かつてのエリムレアもキージェとアイリスとここに通っていたのだろう。
正方形の室内には、内側に円形の柵があり、その中が闘技場になっていた。
「んじゃ、手合わせ頼む!」
……
キュストさんが大剣を構え、私も左右の剣を構える。
同じような大剣でも、先日のガイダよりもどこか品がある立ち姿。そして蘇るあの日の記憶。
『……怖い』
「行くぜ!」
え?
素早い!
ギィン! と大きな音がなり、右手の剣が吹っ飛ばされた。
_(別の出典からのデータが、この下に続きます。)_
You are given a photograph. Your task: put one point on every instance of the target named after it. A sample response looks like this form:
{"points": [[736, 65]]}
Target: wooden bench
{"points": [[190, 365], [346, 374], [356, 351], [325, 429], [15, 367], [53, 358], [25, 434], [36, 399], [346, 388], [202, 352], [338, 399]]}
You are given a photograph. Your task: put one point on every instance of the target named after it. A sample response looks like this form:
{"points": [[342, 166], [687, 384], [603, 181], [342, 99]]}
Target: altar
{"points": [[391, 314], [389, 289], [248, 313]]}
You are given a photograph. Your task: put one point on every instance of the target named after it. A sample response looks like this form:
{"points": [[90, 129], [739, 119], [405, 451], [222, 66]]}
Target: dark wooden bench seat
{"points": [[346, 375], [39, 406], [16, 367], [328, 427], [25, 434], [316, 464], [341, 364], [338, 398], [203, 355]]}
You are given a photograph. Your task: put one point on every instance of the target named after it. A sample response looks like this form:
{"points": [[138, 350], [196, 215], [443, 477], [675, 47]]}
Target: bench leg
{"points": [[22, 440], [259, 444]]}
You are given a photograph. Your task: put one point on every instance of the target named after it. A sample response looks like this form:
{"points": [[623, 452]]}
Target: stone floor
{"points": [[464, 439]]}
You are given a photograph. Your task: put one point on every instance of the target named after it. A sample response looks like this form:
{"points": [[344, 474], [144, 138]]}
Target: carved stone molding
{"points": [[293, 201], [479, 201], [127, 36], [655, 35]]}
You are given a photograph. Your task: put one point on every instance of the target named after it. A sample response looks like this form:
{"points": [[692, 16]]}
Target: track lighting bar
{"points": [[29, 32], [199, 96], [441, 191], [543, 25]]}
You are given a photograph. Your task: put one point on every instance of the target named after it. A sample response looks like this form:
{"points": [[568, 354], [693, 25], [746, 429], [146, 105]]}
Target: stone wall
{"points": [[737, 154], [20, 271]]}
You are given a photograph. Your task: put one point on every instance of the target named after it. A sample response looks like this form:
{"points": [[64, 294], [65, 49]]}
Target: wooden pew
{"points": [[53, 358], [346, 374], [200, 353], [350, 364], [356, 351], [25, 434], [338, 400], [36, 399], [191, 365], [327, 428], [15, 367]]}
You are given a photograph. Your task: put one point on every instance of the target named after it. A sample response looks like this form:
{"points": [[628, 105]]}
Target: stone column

ガイダなんかより優雅なのに凄い重い一撃。
「おいおい、本当にどうしちまったんだよ」
足が動かないって言ってたのに。こんなに素早いの?
「すみません……」
まだ手が痺れている……。
「いや、大怪我をしたあとだし、実戦だったら恐怖で体が動かないだろう……」
……そうだよね。
「だがこれは訓練だと言ったはずだ。最初から諦めてるのは俺だってわかるぞ? そんなんでキージェやアイリスを守れるのか?」
「え…………」
「なぜあいつらが不愛想なお前に付いて来てると思ってるんだ?」
それは……。知りたくても、分からない。分かりようがない。
「剣を拾え。戦い方まで忘れたなら、1から教えてやる」
「キュストさん……」
そうだ……自警団は退団になったけど探索は一緒に行こうと言われてる。アイリスの部屋にいつまでもお世話になるわけにはいかないし、生活費を稼ぐには探索は続けなきゃならない。
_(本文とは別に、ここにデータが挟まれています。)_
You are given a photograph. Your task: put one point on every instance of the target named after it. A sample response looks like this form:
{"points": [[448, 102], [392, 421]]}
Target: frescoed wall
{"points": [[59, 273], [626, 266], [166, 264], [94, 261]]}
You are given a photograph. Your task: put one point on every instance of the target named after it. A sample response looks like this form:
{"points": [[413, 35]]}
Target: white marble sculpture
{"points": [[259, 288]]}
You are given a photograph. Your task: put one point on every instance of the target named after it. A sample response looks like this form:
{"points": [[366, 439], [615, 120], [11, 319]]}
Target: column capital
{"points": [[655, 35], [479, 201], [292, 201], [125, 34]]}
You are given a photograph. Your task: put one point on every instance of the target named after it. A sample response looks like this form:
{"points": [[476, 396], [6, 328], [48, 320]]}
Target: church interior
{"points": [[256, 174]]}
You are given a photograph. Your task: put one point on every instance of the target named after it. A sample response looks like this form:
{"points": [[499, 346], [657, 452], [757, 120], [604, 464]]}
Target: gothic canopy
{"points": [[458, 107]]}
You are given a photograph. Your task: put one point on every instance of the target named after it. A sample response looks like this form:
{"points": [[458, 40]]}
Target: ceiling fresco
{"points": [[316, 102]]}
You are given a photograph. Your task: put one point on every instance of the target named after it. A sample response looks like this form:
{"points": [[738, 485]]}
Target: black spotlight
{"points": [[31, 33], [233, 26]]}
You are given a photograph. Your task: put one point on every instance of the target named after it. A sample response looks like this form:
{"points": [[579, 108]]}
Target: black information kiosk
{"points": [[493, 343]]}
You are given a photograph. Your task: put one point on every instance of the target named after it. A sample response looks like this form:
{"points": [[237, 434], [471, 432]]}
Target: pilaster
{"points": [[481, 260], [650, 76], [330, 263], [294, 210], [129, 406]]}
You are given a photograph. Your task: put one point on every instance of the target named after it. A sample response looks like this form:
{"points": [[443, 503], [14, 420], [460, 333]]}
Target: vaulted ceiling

それに、つい先日はジョンナとフェンナを危険な目に遭わせてしまった。
入れ替わる前だって、ぬいぐるみだけ作っていて生活が成り立ってた? まだそんなレベルじゃなかったよね? たった一度作品がバズった程度でなんでもできる気になってなかった?
思い上がっていた自分が恥ずかしい。
……ヨーンで生活するためには強さがいる。大切な人を守るためにも強さがいる。生き神だって、エリムレアは日本でスマホの操作を練習しているって言っていた。生きていく準備をしている。
……覚悟を決めろ、ナズナ!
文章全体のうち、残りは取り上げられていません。